Select American Express credit card holders will receive $300 to pay off the remaining balance on their American Express card by April 30th and close their account. The offer for high risk borrowers required them to enroll by February 28th to be eligible for the money.
It’s the latest program from a credit card company to encourage debtors they deem a credit risk to pay down their debt. Citigroup at one point matched payments from select debtors to encourage them to decrease their debt and accept a lower credit limit. And I believe most banks have some form of a partial debt forgiveness program currently for customers who have fallen behind on their debt payments.
Offers such as the one by American Express and Citigroup are increasingly popular as banks fight to minimize the amount of credit they have extended to individuals who they believe may eventually need to file bankruptcy. Financial institutions have found that they aren’t recovering much on credit card debt through bankruptcy since credit card debt is unsecured and liabilities generally exceed the assets of those in bankruptcy by a wide margin. Because they are unlikely to recover much in bankruptcy, they are positioning themselves to get paid as much as they can prior to the bankruptcy filing.
The offer no doubt also resulted from the challenging credit conditions. Moody’s predicts that the credit card charge-off rate (that’s the percentage of credit card accounts where the debt is deemed uncollectible) could increase from its current high of 7.74% in January 2009 into double digit territory if the unemployment rate continues rising. The January delinqueny rate on credit cards of 5.94% is at its highest level in 17 years. Moody’s says that the record high delinquency rate in January 1992 is likely to be passed in the coming months.
American Express, like other financial institutions, is facing a dropping stock price, difficulty raising capital or securitizing assets, pressure to cut its dividend, and reconsideration of the strength of its own credit by credit rating agency Moody’s.

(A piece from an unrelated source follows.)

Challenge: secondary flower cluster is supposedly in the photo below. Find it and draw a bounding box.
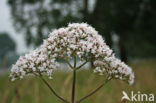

The wisdom of accepting one of these offers if you receive one depends greatly on the terms. You should carefully consider the potential effect on your credit score, your cash position, and your overall credit before agreeing to pay down your credit card debt and close your account. Closing an old account and decreasing your overall available credit balance can decrease your credit score. Paying off less than you owe can also result in a negative notation on your credit report if reported by your creditor. And you may be giving up access to credit at a lower interest rate only to have to later add debt to a higher interest rate account because you have depleted your cash reserves to pay off the credit card. And if you can’t meet your end of the deal, you may not qualify for the payoff at the end. So consider wisely if the offer of debt forgiveness or payment incentive makes sense for you.